Warm Start Marginal Likelihood Optimisation for Iterative Gaussian Processes
Jihao Andreas Lin, Shreyas Padhy, Bruno Mlodozeniec, José Miguel Hernández-Lobato
TL;DR
The paper tackles the computational bottleneck of learning Gaussian process hyperparameters via marginal likelihood for large datasets, where exact Cholesky factorisation is costly. It proposes an iterative GP framework with a three-level marginal likelihood optimisation and a warm-start amortisation scheme that reuses solutions to initialize the next step. The authors derive a bound showing that, with enough trace samples, the bias in the gradient from fixed probe vectors and Taylor-based warm starts yields a gamma-close optimum with high probability. Empirical evaluation on five UCI regression datasets shows that warm starts match the exact-gradient performance in predictive log-likelihood while delivering up to 16x speed-ups in total runtime, enabling scalable iterative GP training with minimal performance loss.
Abstract
Gaussian processes are a versatile probabilistic machine learning model whose effectiveness often depends on good hyperparameters, which are typically learned by maximising the marginal likelihood. In this work, we consider iterative methods, which use iterative linear system solvers to approximate marginal likelihood gradients up to a specified numerical precision, allowing a trade-off between compute time and accuracy of a solution. We introduce a three-level hierarchy of marginal likelihood optimisation for iterative Gaussian processes, and identify that the computational costs are dominated by solving sequential batches of large positive-definite systems of linear equations.

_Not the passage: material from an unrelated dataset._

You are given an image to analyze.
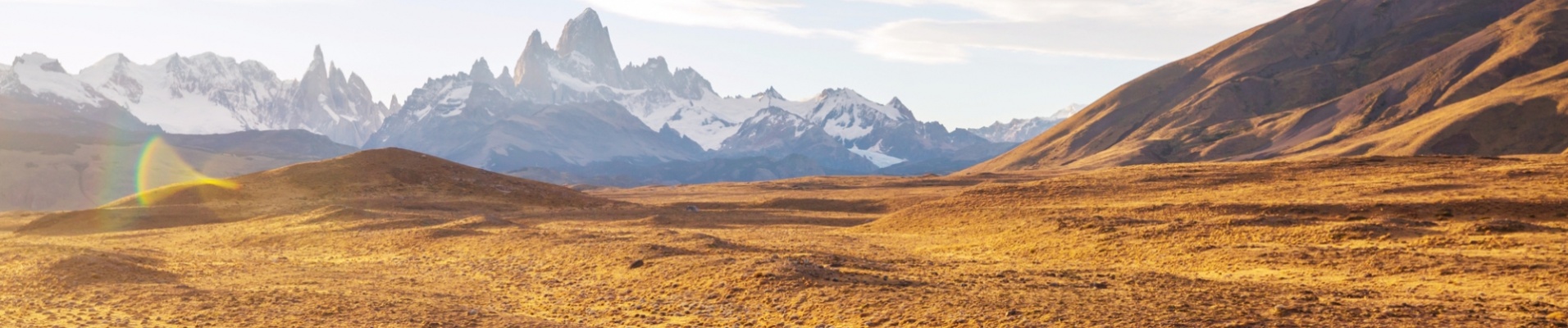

We then propose to amortise computations by reusing solutions of linear system solvers as initialisations in the next step, providing a $\textit{warm start}$. Finally, we discuss the necessary conditions and quantify the consequences of warm starts and demonstrate their effectiveness on regression tasks, where warm starts achieve the same results as the conventional procedure while providing up to a $16 \times$ average speed-up among datasets.